The upshot is that the Bolivian state — the would-be ’Saudi Arabia of lithium’ — today has only a tiny production of lithium battery chemicals (mainly from pilot projects) and is upstaged by some Latin neighbours. It has failed to partner with any of the world’s most technologically advanced battery companies — especially the Chinese — to deliver a potential lithium boost to Bolivian development.
Southern neighbours Chile and Argentina, and Mexico, have been more astute in this regard. Chile, for example, orchestrated a $4 billion deal between the large Chinese company Tianqi Lithium and its own Sociedad Química y Minera de Chile (SQM) (Bednarski 2021: 63). Mexico similarly achieved a large investment by China’s Ganfeng Lithium — a top global producer of battery metals — into its own Bacanora Lithium. So, world leading technology is now married in both countries to their large reserves of lithium.
What Bolivia’s experience to date illustrates so well is that a large natural resource endowment is only potentially valuable to a country’s development trajectory.
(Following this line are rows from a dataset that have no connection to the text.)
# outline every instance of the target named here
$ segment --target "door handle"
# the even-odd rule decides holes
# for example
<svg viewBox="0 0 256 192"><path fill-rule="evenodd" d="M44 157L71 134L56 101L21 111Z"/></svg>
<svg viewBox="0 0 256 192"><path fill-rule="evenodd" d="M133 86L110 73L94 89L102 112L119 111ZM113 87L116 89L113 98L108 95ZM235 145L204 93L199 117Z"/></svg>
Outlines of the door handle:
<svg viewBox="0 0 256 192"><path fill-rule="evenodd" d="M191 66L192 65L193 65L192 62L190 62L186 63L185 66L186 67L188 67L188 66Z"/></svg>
To leverage the endowment, even when global demand is high, is no simple task.
Alan Roe is a Non-Resident Senior Research Fellow at UNU-WIDER. He has written extensively in both books, academic journals and for other outlets including the first full-scale statistical analysis of flows of funds in the UK. His publications have also included early papers on interest rate policies in developing economies and on the particular problems of monetary management in Africa.
The views expressed in this piece are those of the author(s), and do not necessarily reflect the views of the Institute or the United Nations University, nor the programme/project donors.
1 A much more detailed explanation of these points can be found in Bednarkski, pages 52,104, and 131.